8.3.Fls. 501 – MINISTRO MARCO AURÉLIO – "Agora, é um tabu, Senhor Presidente, discutir-se o que ressoa como verdadeira soberania desse Conselho, quando no cenário nacional não se tem apenas esse Conselho. Precisamos julgar, presente um sistema, sob pena de ele ficar capenga, porque teremos de adotar, aqui - se entendermos que se trata de uma pessoa jurídica de direito privado -, a mesma ótica quanto a dezenas de conselhos existentes no Brasil."

Fls. 501 – MINISTRO CARLOS BRITTO – "Sob esse aspecto, gostaria de ponderar que nenhum outro conselho mereceu da Constituição menção expressa. Nenhum outro.

Fls. 502 – MINISTRO MARCO AURÉLIO – "Está acima do próprio Estado?
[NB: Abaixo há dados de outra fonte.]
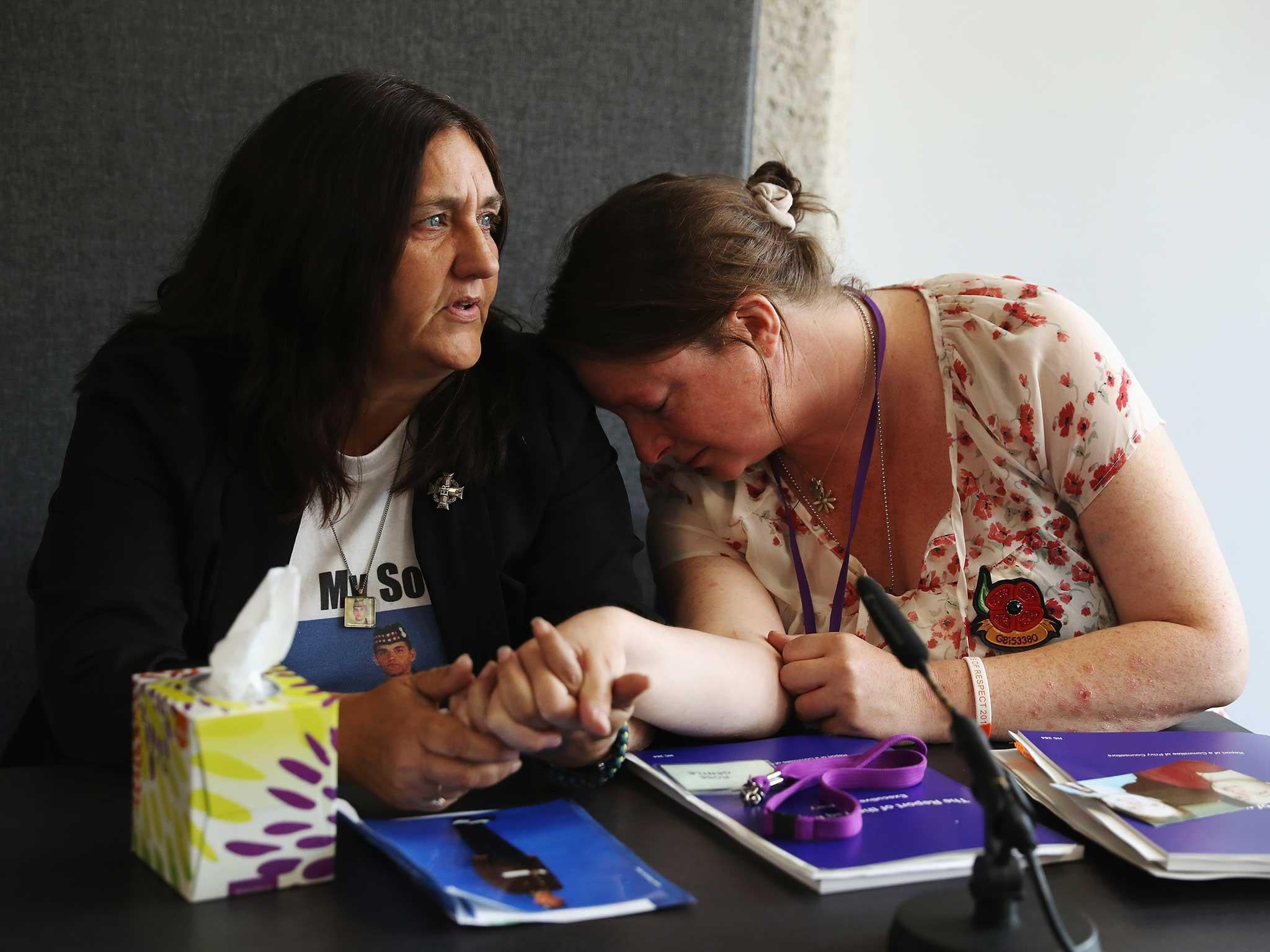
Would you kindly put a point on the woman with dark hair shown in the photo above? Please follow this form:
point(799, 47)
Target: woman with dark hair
point(326, 382)
point(974, 443)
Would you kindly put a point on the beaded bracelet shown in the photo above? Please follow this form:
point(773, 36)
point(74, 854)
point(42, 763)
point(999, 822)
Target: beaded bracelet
point(596, 775)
Que órgão todo-poderoso teremos no Brasil!!!

8.4.Fls. 505 – MINISTRO MARCO AURÉLIO – "Então, qual é a natureza jurídica, senão é uma autarquia especial? Eu diria, sem demérito, Senhor Presidente, uma autarquia corporativista, como são os demais conselhos que congregam categorias profissionais, criados por lei, com poder de polícia e a possibilidade de impor contribuições e, mais do que isso, de excluir, no caso concreto, a capacidade postulatória, o que implica dizer: de inviabilizar o exercício de uma garantia constitucional."

8.5.Fls. 511 – MINISTRO CEZAR PELUSO – " Sr. Presidente, com o devido respeito, conheço do pedido, porque entendo que há dúvida, e esta nasce exatamente da fundamentação, que a suscita sobre a natureza jurídica da OAB, ensejando duas interpretações: uma, que a OAB é entidade de Direito Privado, e, outra, que seria de Direito Público. No primeiro caso, não seria exigido concurso público para preenchimento de cargo; e, no segundo, exigir-se-ia, a despeito de o regime de pessoal ser celetista."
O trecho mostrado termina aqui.